Приняв эту точку зрения, Чаадаев, конечно, уже не может разделить подход славянофилов, которых он называет "nos Slavons fanatiques" ("наши фанатические славяне"). Он по-прежнему настаивает на том, что у России нет и никогда не было "истории". Славянофилы, говорит он, "в своих разнообразных поисках будут время от времени откапывать диковинки для наших музеев и библиотек; но, по моему мнению, позволительно сомневаться, чтобы им удалось когда-нибудь извлечь из нашей исторической почвы нечто такое, что могло бы заполнить пустоту наших душ и дать плотность нашему расплывчатому сознанию (condenser le vague de nos esprits)". Интересно, что Чаадаев полемизирует здесь со славянофилами еще задолго до того, как оформилось их учение, до того, как появились их программные документы. Именно зарождением славянофильских настроений в русском обществе он и объясняет ту "бурю, которая только что над ним разразилась". "Вы видите", говорит он, "что у нас совершается настоящий переворот в национальной мысли, страстная реакция против просвещения и тех идей, которые сделали нас тем, что мы есть". "Куда приведет нас этот первый акт эмансипированного народного разума? Бог весть!".

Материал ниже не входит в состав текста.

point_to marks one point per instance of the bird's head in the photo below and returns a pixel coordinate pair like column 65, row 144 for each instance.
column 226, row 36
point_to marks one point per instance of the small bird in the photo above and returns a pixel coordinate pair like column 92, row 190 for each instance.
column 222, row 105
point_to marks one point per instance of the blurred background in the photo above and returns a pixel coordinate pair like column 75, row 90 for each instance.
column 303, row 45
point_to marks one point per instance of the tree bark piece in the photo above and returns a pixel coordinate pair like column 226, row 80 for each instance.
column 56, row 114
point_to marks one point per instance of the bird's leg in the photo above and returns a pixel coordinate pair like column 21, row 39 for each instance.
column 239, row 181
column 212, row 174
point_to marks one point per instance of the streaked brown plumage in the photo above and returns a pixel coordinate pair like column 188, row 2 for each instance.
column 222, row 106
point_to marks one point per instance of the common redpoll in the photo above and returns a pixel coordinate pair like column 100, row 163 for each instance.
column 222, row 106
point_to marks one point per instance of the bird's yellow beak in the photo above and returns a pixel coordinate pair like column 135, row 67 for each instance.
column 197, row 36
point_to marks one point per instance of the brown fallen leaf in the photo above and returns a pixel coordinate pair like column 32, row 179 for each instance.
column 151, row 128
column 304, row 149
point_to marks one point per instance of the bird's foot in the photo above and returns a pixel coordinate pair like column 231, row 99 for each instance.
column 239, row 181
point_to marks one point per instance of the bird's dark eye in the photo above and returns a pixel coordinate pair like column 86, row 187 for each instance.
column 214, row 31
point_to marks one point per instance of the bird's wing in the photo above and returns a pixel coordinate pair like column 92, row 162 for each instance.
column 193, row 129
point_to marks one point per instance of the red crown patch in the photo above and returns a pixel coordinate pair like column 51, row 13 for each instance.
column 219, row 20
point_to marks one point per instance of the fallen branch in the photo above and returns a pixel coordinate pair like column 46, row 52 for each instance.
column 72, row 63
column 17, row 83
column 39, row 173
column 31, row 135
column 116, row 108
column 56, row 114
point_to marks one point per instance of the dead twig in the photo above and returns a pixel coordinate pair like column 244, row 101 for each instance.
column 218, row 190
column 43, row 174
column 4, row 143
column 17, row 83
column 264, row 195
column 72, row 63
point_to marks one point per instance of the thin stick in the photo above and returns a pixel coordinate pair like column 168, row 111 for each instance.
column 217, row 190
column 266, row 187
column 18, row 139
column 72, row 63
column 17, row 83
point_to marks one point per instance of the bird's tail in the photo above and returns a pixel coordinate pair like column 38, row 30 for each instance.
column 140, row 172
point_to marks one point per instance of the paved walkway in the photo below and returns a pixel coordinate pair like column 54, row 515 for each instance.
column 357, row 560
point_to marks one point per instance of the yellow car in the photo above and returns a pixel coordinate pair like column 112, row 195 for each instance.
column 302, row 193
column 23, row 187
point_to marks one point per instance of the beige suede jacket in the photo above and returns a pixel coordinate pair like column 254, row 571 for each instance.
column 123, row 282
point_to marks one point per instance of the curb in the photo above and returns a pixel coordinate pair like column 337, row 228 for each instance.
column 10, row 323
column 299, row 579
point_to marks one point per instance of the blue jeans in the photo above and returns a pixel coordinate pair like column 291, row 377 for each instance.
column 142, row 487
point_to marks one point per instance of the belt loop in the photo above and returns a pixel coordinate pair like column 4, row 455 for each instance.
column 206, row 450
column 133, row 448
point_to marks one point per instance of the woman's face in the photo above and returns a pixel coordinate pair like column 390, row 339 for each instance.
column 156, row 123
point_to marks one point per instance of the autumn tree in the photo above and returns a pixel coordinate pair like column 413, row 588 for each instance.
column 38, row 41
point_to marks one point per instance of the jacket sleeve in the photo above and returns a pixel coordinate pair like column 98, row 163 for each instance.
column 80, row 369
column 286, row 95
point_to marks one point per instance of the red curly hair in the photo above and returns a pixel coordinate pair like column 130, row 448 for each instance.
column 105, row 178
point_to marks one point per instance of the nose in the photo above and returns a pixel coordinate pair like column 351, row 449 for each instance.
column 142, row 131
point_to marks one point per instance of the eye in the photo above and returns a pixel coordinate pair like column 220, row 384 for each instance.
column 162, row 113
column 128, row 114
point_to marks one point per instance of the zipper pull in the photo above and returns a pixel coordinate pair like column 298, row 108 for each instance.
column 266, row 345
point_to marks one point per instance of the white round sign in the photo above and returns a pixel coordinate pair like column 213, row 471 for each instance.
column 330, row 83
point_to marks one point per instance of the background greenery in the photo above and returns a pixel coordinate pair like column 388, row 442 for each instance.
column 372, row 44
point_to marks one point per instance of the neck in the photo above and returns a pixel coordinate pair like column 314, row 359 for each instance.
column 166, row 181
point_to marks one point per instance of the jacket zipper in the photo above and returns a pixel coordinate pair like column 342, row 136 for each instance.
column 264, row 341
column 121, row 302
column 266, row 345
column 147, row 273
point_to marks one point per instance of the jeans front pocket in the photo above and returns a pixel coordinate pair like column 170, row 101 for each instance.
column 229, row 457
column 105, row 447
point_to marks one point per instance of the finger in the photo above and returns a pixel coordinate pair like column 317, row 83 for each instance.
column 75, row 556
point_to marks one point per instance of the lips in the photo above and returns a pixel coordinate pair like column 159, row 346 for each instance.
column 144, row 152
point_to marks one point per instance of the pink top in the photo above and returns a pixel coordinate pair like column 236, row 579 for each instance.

Решительно разойдясь со славянофилами в оценке исторического прошлого России, Чаадаев тем не менее несколько парадоксально совпал с ними в предсказании ее великого будущего. "Было бы преувеличением", замечает он, "опечалиться хотя бы на минуту за судьбу народа, из недр которого вышли могучая натура Петра Великого, всеобъемлющий ум Ломоносова и грациозный гений Пушкина". Чаадаев снова повторяет свою излюбленную мысль о том, что Россия призвана решить большую часть социальных проблем старого общества и "ответить на важнейшие вопросы, которые занимают человечество". То, что кажется отсталостью - на самом деле следствие исторической юности русского народа, уже вполне готового к тому, чтобы создать свою великую культуру и сыграть свою роль во всемирной истории. В отношении же к Западной Европе у Чаадаева теперь появляются очень заметные критические и скептические ноты. Он говорит, что "эти страны" он, наверное, "слишком уж превознес". Они действительно являются "наиболее полными образцами цивилизации", но у этой цивилизации уже нет будущего. "Большая часть народов носит в своем сердце глубокое чувство завершенной жизни, господствующее над жизнью текущей, упорное воспоминание о протекших днях, наполняющее каждый нынешний день", пишет философ. "Оставим их бороться с их неумолимым прошлым".